Congresso discute raízes africanas

Gilberto Freyre organiza no Recife encontro que traz debates e exposições

O luxuoso teatro de Santa Isabel, frequentado pela elite açucareira pernambucana, é palco do 1º Congresso Afro-Brasileiro realizado no país, organizado pelo sociólogo Gilberto Freyre. Durante seis dias, pesquisadores, artistas, músicos e demais interessados discutirão a base africana da cultura brasileira — principalmente a pernambucana.

A programação do congresso foi bem variada. Tinha apresentação de trabalhos de etnógrafos, sociólogos, pesquisadores sobre folclore e arte popular e até visitas a terreiros de babalorixás do Recife. O salão nobre do teatro abrigou exposição dos pintores Cícero Dias, Luís Jardim, Di Cavalcanti, Noêmia Mourão, Manoel Bandeira, Tomás Santa Rosa e Tarsila do Amaral, entre outros. Francisco Rebolo expôs fotografias de motivos afro-brasileiros.

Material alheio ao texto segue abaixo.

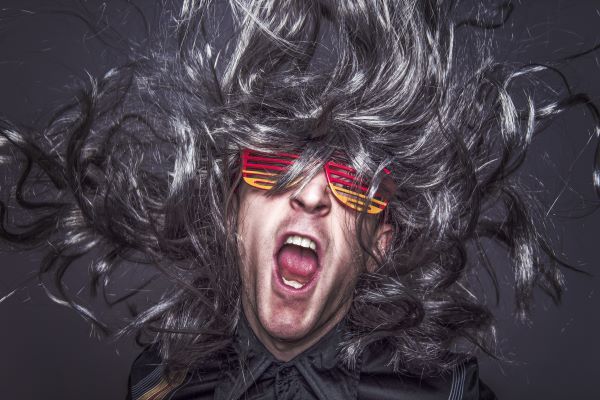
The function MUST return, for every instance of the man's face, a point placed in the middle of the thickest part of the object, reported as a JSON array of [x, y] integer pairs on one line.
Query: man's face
[[294, 293]]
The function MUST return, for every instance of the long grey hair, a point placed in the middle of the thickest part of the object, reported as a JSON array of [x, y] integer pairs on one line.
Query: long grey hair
[[142, 168]]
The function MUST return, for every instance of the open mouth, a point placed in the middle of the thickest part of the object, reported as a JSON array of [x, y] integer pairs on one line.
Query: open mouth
[[297, 261]]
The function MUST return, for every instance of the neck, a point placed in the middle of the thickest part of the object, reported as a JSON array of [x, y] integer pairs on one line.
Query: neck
[[286, 349]]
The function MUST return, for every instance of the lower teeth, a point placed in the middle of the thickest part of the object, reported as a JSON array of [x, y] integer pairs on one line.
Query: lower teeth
[[294, 284]]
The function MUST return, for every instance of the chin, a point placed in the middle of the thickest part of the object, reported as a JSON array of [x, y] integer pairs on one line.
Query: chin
[[286, 327]]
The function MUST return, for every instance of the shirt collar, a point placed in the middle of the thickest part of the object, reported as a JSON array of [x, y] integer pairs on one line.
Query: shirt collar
[[319, 366]]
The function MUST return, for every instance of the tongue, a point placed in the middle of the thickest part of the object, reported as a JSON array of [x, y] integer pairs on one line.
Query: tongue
[[297, 263]]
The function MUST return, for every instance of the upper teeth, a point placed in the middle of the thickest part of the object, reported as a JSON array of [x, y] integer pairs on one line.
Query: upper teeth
[[301, 241]]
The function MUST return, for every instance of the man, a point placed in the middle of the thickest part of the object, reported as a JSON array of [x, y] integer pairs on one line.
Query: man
[[300, 259], [314, 180]]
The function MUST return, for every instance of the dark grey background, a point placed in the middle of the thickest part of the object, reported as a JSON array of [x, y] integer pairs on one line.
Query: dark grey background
[[48, 352]]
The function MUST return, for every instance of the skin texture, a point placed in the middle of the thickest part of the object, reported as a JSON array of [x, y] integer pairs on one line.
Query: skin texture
[[288, 324]]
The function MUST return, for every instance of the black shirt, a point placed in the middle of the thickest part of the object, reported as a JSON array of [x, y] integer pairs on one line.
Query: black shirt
[[314, 374]]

Também havia uma exposição de objetos de cultos afro-brasileiros e de arte popular, como bonecos de maracatu, esculturas de barro e de madeira, figas, bandeiras e outros trabalhos. No dia 16, seria a vez das músicas afro-brasileiras.

Gilberto Freyre comentaria depois que durante todo o congresso, “uma negra velha, com seu fogareiro, seu vestido de baiana, seu xale encarnado, assou milho e fez tapioca de coco” para os participantes.